Ser262 determines the chloride-dependent colour tuning of a new halorhodopsin from Haloquadratum walsbyi

Light is an important environmental signal for all organisms on earth because it is essential for physiological signalling and the regulation of most biological systems. Halophiles found in salt-saturated ponds encode various archaeal rhodopsins and thereby harvest various wavelengths of light either for ion transportation or as sensory mediators. HR (halorhodopsin), one of the microbial rhodopsins, senses yellow light and transports chloride or other halides into the cytoplasm to maintain the osmotic balance during cell growth, and it exists almost ubiquitously in all known halobacteria. To date, only two HRs, isolated from HsHR (Halobacterium salinarum HR) and NpHR (Natronomonas pharaonis HR), have been characterized. In the present study, two new HRs, HmHR (Haloarcula marismortui HR) and HwHR (Haloquadratum walsbyi HR), were functionally overexpressed in Escherichia coli, and the maximum absorbance (λmax) of the purified proteins, the light-driven chloride uptake and the chloride-binding affinity were measured. The results showed them to have similar properties to two HRs reported previously.
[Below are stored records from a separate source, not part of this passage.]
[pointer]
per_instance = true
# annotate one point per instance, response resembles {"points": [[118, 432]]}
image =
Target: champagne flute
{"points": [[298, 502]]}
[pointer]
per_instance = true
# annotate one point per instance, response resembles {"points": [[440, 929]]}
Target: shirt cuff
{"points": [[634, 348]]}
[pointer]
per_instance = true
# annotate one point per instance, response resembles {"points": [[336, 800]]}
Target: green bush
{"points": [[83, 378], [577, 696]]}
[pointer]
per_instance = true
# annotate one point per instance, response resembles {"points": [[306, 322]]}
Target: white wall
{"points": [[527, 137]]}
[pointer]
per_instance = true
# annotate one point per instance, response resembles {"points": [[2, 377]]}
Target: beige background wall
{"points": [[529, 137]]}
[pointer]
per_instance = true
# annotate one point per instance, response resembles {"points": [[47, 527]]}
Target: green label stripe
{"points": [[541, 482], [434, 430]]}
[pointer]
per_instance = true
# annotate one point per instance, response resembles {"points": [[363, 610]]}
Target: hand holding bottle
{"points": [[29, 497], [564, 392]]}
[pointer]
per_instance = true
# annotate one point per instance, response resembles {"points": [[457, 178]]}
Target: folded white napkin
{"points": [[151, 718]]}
However, the λmax of HwHR is extremely consistent in a wide range of salt/chloride concentrations, which had not been observed previously. A structural-based sequence alignment identified a single serine residue at 262?in HwHR, which is typically a conserved alanine in all other known HRs. A Ser262 to alanine replacement in HwHR eliminated the chloride-independent colour tuning, whereas an Ala246 to serine mutagenesis in HsHR transformed it to have chloride-independent colour tuning similar to that of HwHR. Thus Ser262 is a key residue for the mechanism of chloride-dependent colour tuning in HwHR.